Jüdische Widerstandskämpfer nach der sowjetischen Einnahme Wilnas (Juli 1944) Foto: peut-être un résistant ou un sympathisant Lizenz: Gemeinfrei

„Liza ruft!“ ist der Titel eines bewegenden politischen Dokumentarfilms von Christian Carlsen, der am Donnerstag, 20. Februar, 19 Uhr in der Mahn- und Gedenkstätte Steinwache (Steinstraße 50) zu sehen ist. Der Eintritt ist frei. Der Film handelt vom Holocaust, dem jüdischen Widerstand und der Erinnerungspolitik in Litauen. Er ist das erste Porträt einer ehemaligen jüdischen Partisanin überhaupt.

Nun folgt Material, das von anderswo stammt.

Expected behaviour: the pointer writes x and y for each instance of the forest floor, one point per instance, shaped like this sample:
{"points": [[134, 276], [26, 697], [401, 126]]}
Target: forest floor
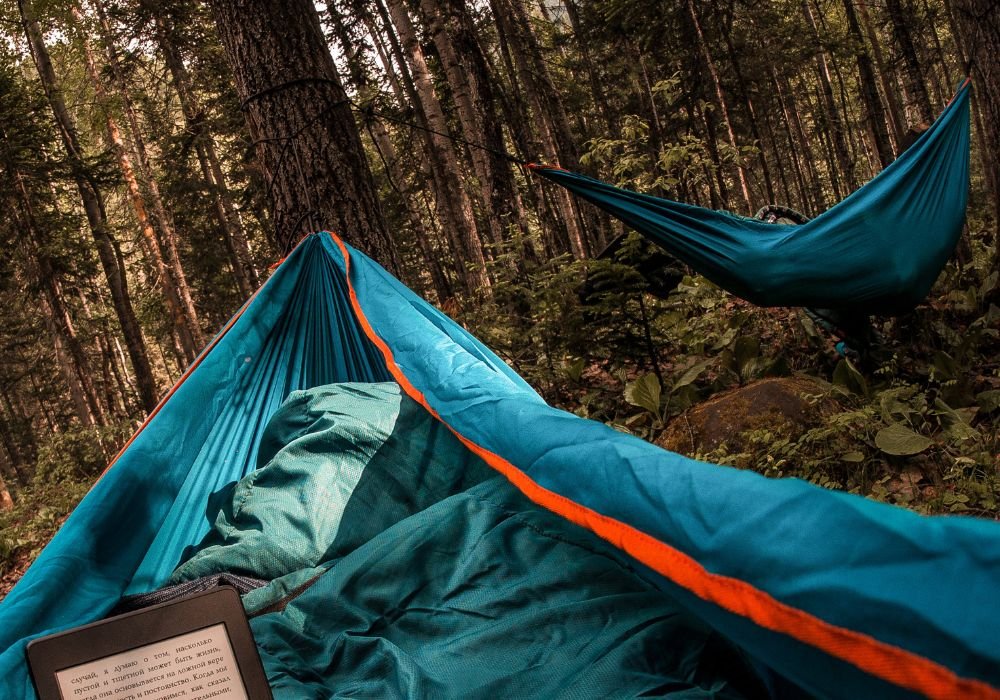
{"points": [[718, 379]]}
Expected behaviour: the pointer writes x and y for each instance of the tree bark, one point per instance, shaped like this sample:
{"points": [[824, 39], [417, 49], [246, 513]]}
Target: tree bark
{"points": [[185, 341], [233, 235], [93, 205], [723, 107], [426, 101], [301, 122], [916, 87], [383, 142], [471, 88], [894, 111], [831, 113], [162, 218], [980, 20], [875, 115]]}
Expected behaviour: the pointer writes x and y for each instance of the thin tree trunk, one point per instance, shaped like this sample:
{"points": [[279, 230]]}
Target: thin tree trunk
{"points": [[301, 122], [742, 83], [471, 88], [426, 99], [383, 142], [107, 249], [165, 226], [875, 115], [916, 88], [980, 20], [184, 341], [831, 114], [234, 235], [549, 115], [723, 107]]}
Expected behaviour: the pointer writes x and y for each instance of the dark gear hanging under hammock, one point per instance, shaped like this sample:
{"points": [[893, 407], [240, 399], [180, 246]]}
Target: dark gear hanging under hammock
{"points": [[878, 251]]}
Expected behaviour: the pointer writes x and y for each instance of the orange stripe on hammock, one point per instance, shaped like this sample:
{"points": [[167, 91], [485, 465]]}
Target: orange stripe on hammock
{"points": [[889, 663]]}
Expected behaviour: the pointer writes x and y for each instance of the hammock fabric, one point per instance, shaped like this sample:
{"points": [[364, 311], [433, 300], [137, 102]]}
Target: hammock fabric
{"points": [[839, 595], [876, 252]]}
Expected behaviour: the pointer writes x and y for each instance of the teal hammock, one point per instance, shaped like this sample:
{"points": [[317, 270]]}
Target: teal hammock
{"points": [[878, 251], [836, 594]]}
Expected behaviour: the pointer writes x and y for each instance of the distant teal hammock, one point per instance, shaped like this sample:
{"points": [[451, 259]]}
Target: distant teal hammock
{"points": [[878, 251]]}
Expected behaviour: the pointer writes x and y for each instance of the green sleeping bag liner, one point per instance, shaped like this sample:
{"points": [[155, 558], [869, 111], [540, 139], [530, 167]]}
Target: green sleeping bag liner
{"points": [[401, 565]]}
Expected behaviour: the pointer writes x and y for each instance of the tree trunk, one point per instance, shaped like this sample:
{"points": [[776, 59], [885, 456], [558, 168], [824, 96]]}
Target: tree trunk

Im Gespräch mit der ehemaligen Partisanin Fania Brantsovskaya, ihren Angehörigen und Weggefährten schafft „Liza ruft!“ das intime und lebendige Bild einer beeindruckenden Frau, die beides ist: ein Opfer fortwährender Verfolgung ebenso wie eine unermüdliche und streitbare Akteurin im Kampf für Freiheit und Gerechtigkeit. Noch vor wenigen Jahren strebten die litauischen Behörden ein Verfahren wegen vermeintlicher Kriegsverbrechen gegen sie an.

Christian Carlsen (Jahrgang 1976) hat Geschichte und Literatur studiert. Die Arbeit mit Überlebenden des Holocausts führte ihn dazu, Filme zu machen. Er arbeitet im Stasi-Unterlagen-Archiv und lebt in Berlin.